El viceprimer ministro y aliado de Cameron, Nick Clegg, ha reconocido en la BBC que el premier se vio forzado a usar el veto por la intransigencia de Francia y Alemania. Aunque ha admitido que no fue consultado por Cameron cuando decidió vetar el tratado y ha dado a entender que si él hubiera sido primer ministro, Gran Bretaña no se habría visto en la necesidad de recurrir al veto.
Unas declaraciones que comparte el líder de la oposición, el laborista Ed Milliband, que considera que el asilamiento de Reino Unido va a ser muy negativo para los intereses de los ciudadanos brittánicos.

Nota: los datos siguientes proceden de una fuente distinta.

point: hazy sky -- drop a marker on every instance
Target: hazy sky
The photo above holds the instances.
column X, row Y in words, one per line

Por su parte, el ministro británico de Exteriores, William Hague, resta importancia a las divisiones que se dan en el seno del gobierno. Asegura que la coalición goza de buena salud y seguirá adelante.
Por su parte, Alemania y Francia aseguran que van a avanzar en el plan para implantar un impuesto sobre las transacciones financieras en la Unión Europea pese a la oposición del Reino Unido. David Cameron cree que dicha tasa afectara negativamente a la city londinense, el complejo económico británico.